The output indicates one vertex, the origin, and 7 other lines indicating extreme rays. Note that these are all 0/1 vectors so we can interpret them as subgraphs of $K_{n}$ . The first ray indicates the star $K_{1, 3}$ and the fourth ray indicates the bipartite graph $K_{2, 2}$ . In fact the output consists of all cuts in $K_{n}$ and is known as the cut cone. For $n \leq 4$ the cut cone and metric cones are identical, but this is not the case for $n \geq 5$ . For example, for $n = 5$ , $m 5 . ine$ contains all cut vectors in $K_{5}$ plus and additional class of extreme rays.
(run)

mai6% lrs m5.ine 
*Input taken from  m5.ine 
V-representation 
begin 
***** 11 rational 
 0  0  1  0  0  1  0  0  1  1  0 
 0  1  1  1  0  0  0  1  0  1  1 
 0  1  1  2  1  2  1  2  1  2  1 
..... 
end 
*Totals: vertices=1 rays=25 bases=573 integer_vertices=1  max_vertex_depth=8 vertices+rays=26

We can turn the cut cone into the cut polytope by changing the $b$ vector to all ones, converting extreme rays into extreme points. Similarly we can obtain the metric polytope from the metric cone. For $n = 4$ the V -representation of the cut polytope is denoted $cp 4 . ext$ and its H-representation can be computed by lrs:
(run)

mai6% lrs cp4.ext 
H-representation 
begin 
***** 7 rational 
 2 -1 -1  0 -1  0  0 
 2  0 -1 -1  0  0 -1 
 2 -1  0 -1  0 -1  0 
 2  0  0  0 -1 -1 -1 
 0  0 -1  1  0  0  1 
........ 
 0  1  1  0 -1  0  0 
end 
*Totals: facets=16 bases=4 max_facet_depth=1

In addition to the 12 triangle inequalities defining $c 4$ we find 4 new triangle inequalities. This is also the H-representation of the metric polytope $mp 4$ .

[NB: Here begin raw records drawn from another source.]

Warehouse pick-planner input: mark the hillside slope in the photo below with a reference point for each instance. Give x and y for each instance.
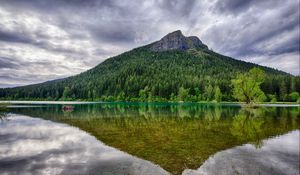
(157, 72)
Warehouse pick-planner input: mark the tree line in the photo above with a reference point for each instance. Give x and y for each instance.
(143, 75)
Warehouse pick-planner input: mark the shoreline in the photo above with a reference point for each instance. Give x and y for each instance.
(266, 104)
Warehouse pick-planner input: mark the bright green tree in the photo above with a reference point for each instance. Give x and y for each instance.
(182, 93)
(246, 86)
(66, 93)
(218, 94)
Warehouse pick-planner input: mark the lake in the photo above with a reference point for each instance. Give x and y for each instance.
(149, 138)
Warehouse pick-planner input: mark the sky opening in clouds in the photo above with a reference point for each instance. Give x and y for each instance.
(42, 40)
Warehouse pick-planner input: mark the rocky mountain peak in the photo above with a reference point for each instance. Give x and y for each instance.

You are invited to investigate these two cones in directories ../ine/metric and ../ext/cut in the lrslib-073 distribution. The essential reference for cuts and metrics is Deza and Laurent’s Geometry of Cuts and Metrics.

List of Excursions

4 Linearities and the travelling salesman

In Excursion 1 we noted that equations can be used in an H-representation as well as inequalities. Of course any equation can be expressed as two inequalities but there are various reasons why it is better to express them explicitly. Returning to the cube, we can consider the system:

0 \leq x_{i} \leq 1, i = 1, 2 x_{3} = 1

In lrs format the input file $lcube . ine$ can be written:

lcube 
H-representation 
linearity 1 5 
begin 
5 4 rational 
 0  1  0  0 
 0  0  1  0 
 1 -1  0  0 
 1  0 -1  0 
 1  0  0 -1 
end

The first 4 input rows give the inequalities and the fifth gives the equation. Applying lrs to compute a V -representation:
(run)

lg% lrs lcube.ine 
V-representation 
begin 
***** 4 rational 
 1  1  1  1 
 1  0  1  1 
 1  1  0  1 
 1  0  0  1 
end

The output gives the 4 vertices of a square located on the plane $x_{3} = 1$ .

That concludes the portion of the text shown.